2. Research in parallel. Three investigation tracks running simultaneously informed each other. Learning about CDP from metro-mcp research helped clarify why the accessibility tree approach from ios-simulator-skill is cheaper than screenshots.
3. Layer for independent adoption. Each layer is designed to be independently useful. metro-mcp works without the screenshot hook. The screenshot hook works without cmux. The goal is to let the user adopt one layer at a time instead of all-or-nothing.
4. Prefer cheap signals by default. Accessibility tree (10-50 tokens) over screenshots (1,600-6,300 tokens). get_bundle_errors (one call) over reading Metro logs (scroll through everything). Whether this actually plays out in debugging sessions depends on how Claude weighs the choices — which is part of what I'll learn by using it.
What's Still a Gap
- Simulator embedding in cmux — The dream. No plugin API for custom visual surfaces exists yet.
- Continuous Metro log streaming — metro-mcp buffers logs but doesn't push. A background watcher script piping to cmux sidebar would close this.
- Hot reload awareness — Claude doesn't know when Metro finishes a hot reload. A hook detecting reload completion + screenshot would tighten the feedback loop.
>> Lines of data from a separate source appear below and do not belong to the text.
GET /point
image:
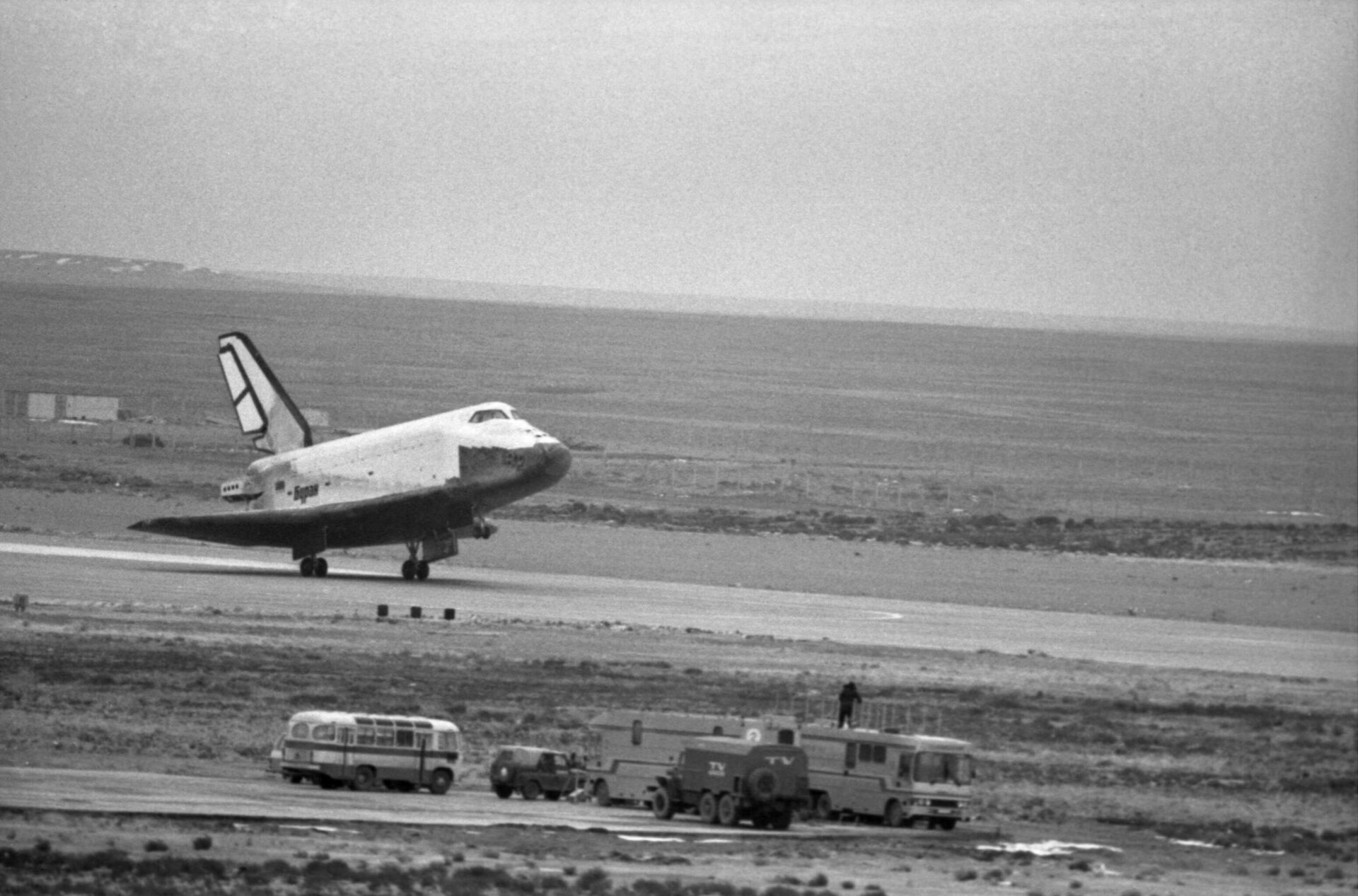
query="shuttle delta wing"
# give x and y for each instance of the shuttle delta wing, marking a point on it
(262, 405)
(385, 520)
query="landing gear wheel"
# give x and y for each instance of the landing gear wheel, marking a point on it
(729, 813)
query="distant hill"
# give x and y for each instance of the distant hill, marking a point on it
(97, 270)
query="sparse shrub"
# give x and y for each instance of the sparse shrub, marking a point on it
(594, 880)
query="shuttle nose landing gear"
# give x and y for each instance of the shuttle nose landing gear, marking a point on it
(314, 566)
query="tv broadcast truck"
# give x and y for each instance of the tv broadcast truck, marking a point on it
(401, 752)
(726, 779)
(900, 778)
(632, 751)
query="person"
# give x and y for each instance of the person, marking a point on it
(848, 697)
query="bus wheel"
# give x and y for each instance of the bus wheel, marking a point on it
(708, 807)
(662, 805)
(441, 782)
(364, 778)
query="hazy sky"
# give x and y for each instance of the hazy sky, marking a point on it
(1176, 161)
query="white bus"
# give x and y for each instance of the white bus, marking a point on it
(401, 752)
(898, 778)
(633, 750)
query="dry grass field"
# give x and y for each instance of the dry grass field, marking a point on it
(677, 416)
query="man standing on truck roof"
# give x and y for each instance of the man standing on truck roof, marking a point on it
(848, 697)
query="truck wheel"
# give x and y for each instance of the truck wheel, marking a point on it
(708, 807)
(762, 785)
(729, 813)
(663, 805)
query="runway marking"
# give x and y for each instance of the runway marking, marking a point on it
(90, 553)
(181, 559)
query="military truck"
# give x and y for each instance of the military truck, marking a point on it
(533, 772)
(726, 781)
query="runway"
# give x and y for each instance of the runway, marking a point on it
(72, 574)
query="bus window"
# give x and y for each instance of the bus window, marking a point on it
(929, 767)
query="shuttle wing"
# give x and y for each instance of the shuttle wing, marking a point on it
(388, 519)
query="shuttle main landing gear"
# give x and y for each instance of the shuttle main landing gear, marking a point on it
(413, 569)
(314, 566)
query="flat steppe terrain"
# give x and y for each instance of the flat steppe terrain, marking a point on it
(685, 431)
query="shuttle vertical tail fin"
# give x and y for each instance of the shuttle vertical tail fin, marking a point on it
(262, 406)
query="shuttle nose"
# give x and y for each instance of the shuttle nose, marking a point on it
(556, 460)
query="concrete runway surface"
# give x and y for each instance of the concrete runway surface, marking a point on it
(74, 574)
(147, 793)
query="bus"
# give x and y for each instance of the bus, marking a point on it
(400, 752)
(897, 778)
(632, 751)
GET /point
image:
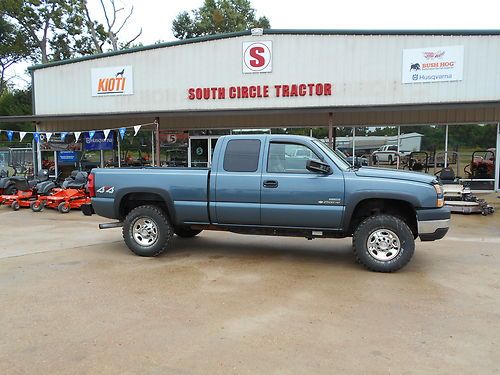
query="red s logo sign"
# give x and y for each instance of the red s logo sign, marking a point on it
(258, 58)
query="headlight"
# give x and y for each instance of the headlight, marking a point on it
(439, 195)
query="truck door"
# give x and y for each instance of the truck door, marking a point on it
(237, 182)
(292, 196)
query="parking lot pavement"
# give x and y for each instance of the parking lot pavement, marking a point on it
(74, 300)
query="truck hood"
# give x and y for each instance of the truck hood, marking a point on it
(395, 174)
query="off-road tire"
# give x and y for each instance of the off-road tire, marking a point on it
(186, 232)
(378, 222)
(36, 206)
(164, 230)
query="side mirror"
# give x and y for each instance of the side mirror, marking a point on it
(318, 167)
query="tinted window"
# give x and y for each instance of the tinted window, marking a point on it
(242, 155)
(289, 158)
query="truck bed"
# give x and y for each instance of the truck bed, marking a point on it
(186, 187)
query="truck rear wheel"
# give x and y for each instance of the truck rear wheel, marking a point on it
(147, 231)
(185, 232)
(383, 243)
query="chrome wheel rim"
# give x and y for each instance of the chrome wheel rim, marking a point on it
(145, 231)
(383, 245)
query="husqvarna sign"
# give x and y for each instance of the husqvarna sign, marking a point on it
(116, 80)
(433, 64)
(258, 57)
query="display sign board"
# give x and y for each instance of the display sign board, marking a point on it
(67, 157)
(433, 64)
(57, 143)
(258, 57)
(99, 142)
(117, 80)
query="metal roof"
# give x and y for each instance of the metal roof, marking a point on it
(269, 32)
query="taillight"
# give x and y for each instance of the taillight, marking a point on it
(439, 195)
(90, 185)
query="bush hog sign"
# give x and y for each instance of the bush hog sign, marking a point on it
(118, 80)
(433, 64)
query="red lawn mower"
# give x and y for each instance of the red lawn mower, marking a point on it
(28, 190)
(72, 195)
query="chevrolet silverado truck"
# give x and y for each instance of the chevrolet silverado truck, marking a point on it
(264, 185)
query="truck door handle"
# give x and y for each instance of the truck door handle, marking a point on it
(270, 184)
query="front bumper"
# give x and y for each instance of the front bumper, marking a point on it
(433, 224)
(87, 209)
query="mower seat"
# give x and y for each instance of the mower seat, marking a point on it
(44, 187)
(21, 183)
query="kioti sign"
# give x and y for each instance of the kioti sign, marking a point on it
(118, 80)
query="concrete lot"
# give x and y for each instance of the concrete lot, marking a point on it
(74, 300)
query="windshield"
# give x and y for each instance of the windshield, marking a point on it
(336, 156)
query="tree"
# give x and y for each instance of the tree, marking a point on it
(13, 49)
(108, 34)
(217, 16)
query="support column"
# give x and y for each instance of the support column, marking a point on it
(118, 143)
(330, 130)
(497, 161)
(446, 147)
(153, 147)
(353, 145)
(157, 122)
(39, 156)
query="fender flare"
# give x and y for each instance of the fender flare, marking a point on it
(360, 196)
(165, 195)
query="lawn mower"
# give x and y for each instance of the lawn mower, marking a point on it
(71, 196)
(482, 165)
(6, 184)
(28, 190)
(459, 198)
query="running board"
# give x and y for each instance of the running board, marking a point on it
(117, 224)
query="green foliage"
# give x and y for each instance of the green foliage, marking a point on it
(13, 48)
(15, 103)
(217, 16)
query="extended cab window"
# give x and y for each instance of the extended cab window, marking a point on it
(289, 158)
(242, 155)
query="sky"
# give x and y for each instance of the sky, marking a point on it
(155, 16)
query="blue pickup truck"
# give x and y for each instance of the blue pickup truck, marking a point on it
(278, 185)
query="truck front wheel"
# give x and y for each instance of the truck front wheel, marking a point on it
(383, 243)
(147, 231)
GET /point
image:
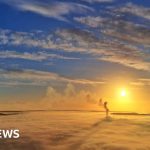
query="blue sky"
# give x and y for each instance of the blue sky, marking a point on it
(88, 42)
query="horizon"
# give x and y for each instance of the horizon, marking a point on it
(55, 57)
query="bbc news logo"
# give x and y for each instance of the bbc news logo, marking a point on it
(9, 134)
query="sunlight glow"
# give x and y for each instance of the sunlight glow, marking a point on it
(123, 93)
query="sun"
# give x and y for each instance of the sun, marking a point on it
(123, 93)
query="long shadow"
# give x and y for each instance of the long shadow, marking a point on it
(92, 130)
(9, 114)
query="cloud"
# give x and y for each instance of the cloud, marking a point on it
(57, 10)
(38, 56)
(70, 97)
(40, 78)
(120, 48)
(137, 10)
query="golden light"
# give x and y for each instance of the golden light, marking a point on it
(123, 93)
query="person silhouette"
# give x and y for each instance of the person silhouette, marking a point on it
(106, 108)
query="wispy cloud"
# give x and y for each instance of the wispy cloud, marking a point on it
(55, 9)
(38, 56)
(40, 78)
(137, 10)
(115, 50)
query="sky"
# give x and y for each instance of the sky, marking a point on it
(67, 54)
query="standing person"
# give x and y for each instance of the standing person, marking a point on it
(106, 108)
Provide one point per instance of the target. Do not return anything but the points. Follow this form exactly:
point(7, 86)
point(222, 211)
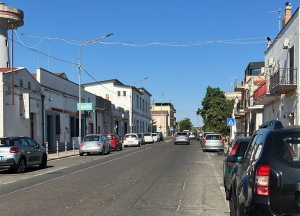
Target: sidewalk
point(62, 154)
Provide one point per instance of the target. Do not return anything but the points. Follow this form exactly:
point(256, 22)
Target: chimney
point(288, 13)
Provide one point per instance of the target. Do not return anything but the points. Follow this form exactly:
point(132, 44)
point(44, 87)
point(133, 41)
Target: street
point(155, 179)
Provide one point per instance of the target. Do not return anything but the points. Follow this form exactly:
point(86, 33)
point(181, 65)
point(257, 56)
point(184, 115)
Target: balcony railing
point(283, 80)
point(260, 91)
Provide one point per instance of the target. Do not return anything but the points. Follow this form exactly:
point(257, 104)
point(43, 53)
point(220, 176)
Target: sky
point(183, 46)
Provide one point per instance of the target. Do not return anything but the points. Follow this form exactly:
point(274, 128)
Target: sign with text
point(230, 121)
point(85, 106)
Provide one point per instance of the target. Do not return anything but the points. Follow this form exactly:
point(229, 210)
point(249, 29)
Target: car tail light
point(234, 148)
point(262, 180)
point(230, 164)
point(14, 150)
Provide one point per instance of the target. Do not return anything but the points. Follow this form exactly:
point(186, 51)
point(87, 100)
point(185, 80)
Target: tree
point(185, 124)
point(215, 110)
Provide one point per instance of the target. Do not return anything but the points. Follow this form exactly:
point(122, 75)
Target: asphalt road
point(155, 179)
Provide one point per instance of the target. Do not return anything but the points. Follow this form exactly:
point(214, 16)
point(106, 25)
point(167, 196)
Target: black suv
point(267, 179)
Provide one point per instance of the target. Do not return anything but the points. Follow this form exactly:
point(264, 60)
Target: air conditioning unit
point(286, 43)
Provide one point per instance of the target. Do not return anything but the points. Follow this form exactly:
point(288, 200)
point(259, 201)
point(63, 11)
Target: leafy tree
point(185, 124)
point(215, 110)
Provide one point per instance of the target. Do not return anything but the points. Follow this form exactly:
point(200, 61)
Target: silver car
point(94, 143)
point(213, 142)
point(17, 153)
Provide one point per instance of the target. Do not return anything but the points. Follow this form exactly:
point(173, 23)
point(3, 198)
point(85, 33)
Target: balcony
point(283, 81)
point(262, 95)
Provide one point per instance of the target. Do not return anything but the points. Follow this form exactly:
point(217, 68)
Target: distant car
point(192, 135)
point(114, 140)
point(148, 138)
point(156, 137)
point(132, 139)
point(94, 143)
point(236, 148)
point(203, 135)
point(181, 137)
point(161, 135)
point(213, 142)
point(141, 138)
point(17, 153)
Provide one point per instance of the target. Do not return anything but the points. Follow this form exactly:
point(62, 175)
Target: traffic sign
point(230, 121)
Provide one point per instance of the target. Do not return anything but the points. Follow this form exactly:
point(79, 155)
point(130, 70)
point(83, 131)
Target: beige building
point(163, 118)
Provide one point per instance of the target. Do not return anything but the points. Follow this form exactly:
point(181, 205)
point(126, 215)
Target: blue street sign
point(230, 121)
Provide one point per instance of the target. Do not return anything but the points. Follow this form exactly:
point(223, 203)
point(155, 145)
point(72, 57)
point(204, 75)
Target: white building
point(135, 100)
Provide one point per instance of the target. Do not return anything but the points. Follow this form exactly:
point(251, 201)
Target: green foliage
point(185, 124)
point(215, 110)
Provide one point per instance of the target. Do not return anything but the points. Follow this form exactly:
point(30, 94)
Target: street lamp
point(79, 75)
point(131, 93)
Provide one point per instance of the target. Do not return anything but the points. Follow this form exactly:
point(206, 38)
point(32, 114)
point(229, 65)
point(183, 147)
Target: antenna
point(279, 17)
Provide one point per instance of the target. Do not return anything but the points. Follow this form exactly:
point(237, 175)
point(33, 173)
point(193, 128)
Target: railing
point(260, 91)
point(283, 76)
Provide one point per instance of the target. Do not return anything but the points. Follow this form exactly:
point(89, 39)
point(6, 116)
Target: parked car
point(213, 142)
point(156, 137)
point(161, 135)
point(148, 138)
point(202, 135)
point(132, 139)
point(236, 148)
point(267, 179)
point(181, 137)
point(114, 140)
point(17, 153)
point(141, 138)
point(94, 143)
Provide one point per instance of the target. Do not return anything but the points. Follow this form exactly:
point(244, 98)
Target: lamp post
point(79, 76)
point(131, 93)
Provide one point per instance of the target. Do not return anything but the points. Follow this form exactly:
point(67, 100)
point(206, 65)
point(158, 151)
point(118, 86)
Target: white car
point(156, 137)
point(132, 139)
point(148, 138)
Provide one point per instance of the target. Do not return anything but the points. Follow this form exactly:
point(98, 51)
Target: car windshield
point(5, 142)
point(213, 137)
point(91, 138)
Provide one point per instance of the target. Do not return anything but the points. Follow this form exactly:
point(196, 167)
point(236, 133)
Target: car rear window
point(91, 138)
point(213, 137)
point(5, 142)
point(286, 148)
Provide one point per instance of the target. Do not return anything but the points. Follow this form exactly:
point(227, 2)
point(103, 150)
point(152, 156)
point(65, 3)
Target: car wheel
point(43, 162)
point(21, 166)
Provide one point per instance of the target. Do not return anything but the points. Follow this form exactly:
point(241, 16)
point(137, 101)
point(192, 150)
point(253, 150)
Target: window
point(57, 122)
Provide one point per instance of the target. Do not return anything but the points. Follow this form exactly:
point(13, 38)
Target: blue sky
point(183, 46)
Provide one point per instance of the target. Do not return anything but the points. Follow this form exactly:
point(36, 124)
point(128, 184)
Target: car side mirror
point(232, 159)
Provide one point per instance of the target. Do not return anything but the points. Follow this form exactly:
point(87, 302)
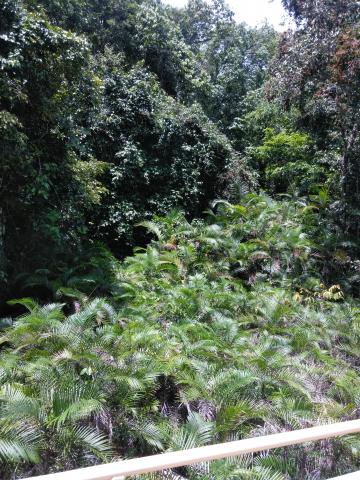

- Autonomous test flow execution — The skill and tools are wired up. Whether Claude actually executes end-to-end flows cleanly (crawl all screens, check accessibility, report bugs) is untested.
- Real-world validation — Everything above is a design. The lessons learned post comes after I've actually debugged something with it and shipped a release through it.
The design is a step toward closing the gap between mobile and web DX in Claude Code. Whether it actually feels that way in practice is something I'll find out when I put it through real work.